I think we’re all aware that social media can cause pangs of envy and make us feel like our lives aren’t shiny enough. In general I’m a fan of unfollowing or ignoring anyone who makes you feel bad about yourself.
But I think our reactions to most people or topics are more nuanced and varied than that and our feelings about other people and their lives are colored by our own mood or circumstances in the moment.
Yesterday I took a 25 minute run during a 28 minute break in phone meetings. I hiked up a hill behind our neighborhood. With all of the rainy days we’ve had lately, the hills were so green and the air was so clear that you could see all the way to a sliver of the Pacific and I felt so grateful.

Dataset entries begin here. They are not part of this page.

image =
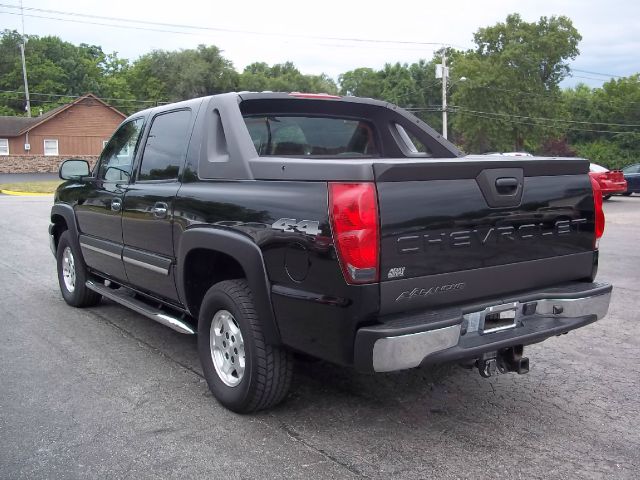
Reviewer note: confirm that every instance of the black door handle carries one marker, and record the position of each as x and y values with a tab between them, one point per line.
506	185
160	210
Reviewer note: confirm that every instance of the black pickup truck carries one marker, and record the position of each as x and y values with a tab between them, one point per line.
341	228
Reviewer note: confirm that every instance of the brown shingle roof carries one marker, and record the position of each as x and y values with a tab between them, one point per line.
11	126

When I find myself feeling expansive and joyful, I want to reach out, to share, and sometimes the easiest way to do that is to post on Instagram. But then I often doubt myself, like is this bragging? I don’t want to be disingenuous, or intentionally try to make my life seem like it’s always rolling green hills and blue skies. It’s not.
But I think it’s human nature to feel expansive and want to connect broadly when our spirits are high. We don’t feel the same natural impulse to document and share when our day is mundane or worse. In that case I tend to retreat, go inward, or connect with someone closer to home.

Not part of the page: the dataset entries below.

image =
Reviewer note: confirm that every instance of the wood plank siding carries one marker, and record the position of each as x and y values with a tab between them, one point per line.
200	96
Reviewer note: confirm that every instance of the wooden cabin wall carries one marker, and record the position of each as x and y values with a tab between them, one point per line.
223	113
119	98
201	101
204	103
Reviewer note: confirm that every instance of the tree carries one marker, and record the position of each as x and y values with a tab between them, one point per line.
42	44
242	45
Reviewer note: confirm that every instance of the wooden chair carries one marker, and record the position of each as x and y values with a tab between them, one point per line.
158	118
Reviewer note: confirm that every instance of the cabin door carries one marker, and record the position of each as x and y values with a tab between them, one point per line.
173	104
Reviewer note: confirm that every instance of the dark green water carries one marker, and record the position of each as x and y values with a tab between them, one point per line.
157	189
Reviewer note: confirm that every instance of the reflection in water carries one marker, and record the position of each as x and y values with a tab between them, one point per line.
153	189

So maybe the best approach is to use social media accordingly. When I feel bright, go ahead and scroll for inspiration or share my exuberance. When I feel dim, steer clear. Just to mix things up, I can push myself to occasionally post the lesser moments to balance things out and extend a bridge. And remember that social media isn’t really all that social. If I’m after real connection, my brain and biology won’t be satisfied by an online interaction. Instead I need to hug an actual person or chat with a friend over coffee.